嫌な予感というのは当たる物だ。本土の連中が南方に大攻勢を掛けるという話は聞いていたが、陽動され、決戦へ向けての資源を運んだ調達用タンカーを攻撃されるとは。
いかにも功を焦った本土連中の顛末らしい。チューク諸島――トラック泊地で艦娘をまとめる東郷
自分は別に指揮能力が高いからここに配属された訳ではない。トラックは南方のカタカナ泊地といわれる各泊地と本土の中継点、何より工作艦明石が配属されている。そんな場所では各指揮官同士の交流も多い。
しかし一概に指揮官と言っても、穏健派や急進派、様々な指揮官がいる。ここトラック基地に一堂に会する場面は少なからずある。
といっても意識を電子化出来る、今の指揮方法では本土の安全な所でふんぞり返る者もいるが。自分の行動が引き起こした事に、慌てて救援要請を出したキャリア組――大村少将もその一人である。
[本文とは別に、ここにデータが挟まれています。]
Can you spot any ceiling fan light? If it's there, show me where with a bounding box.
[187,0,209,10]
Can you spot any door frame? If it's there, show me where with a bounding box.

生身の人間同士のいざこざ、それを解決するには、やはり人間が必要である。調停と言えば聞こえは良い。士官学校では問題児と教官の軋轢を対処する。そんな役回り――――もとい押しつけが、今の役職に就かせていると思うと皮肉なものだ。
その性格が今でも災いし、今回も上官の火消しに走る為に部下を危険に晒そうとしている。
上司としては失格だな――と自嘲する事も、最近多くなってきた。
「司令官、良いかい?」
執務室の扉を開けて入ってきたのは、幌筵泊地からの付き合いの秘書艦であるВерныйだ。戦闘を逃れてきた船団が停泊許可を求めに来たのは、つい先ほどの事である。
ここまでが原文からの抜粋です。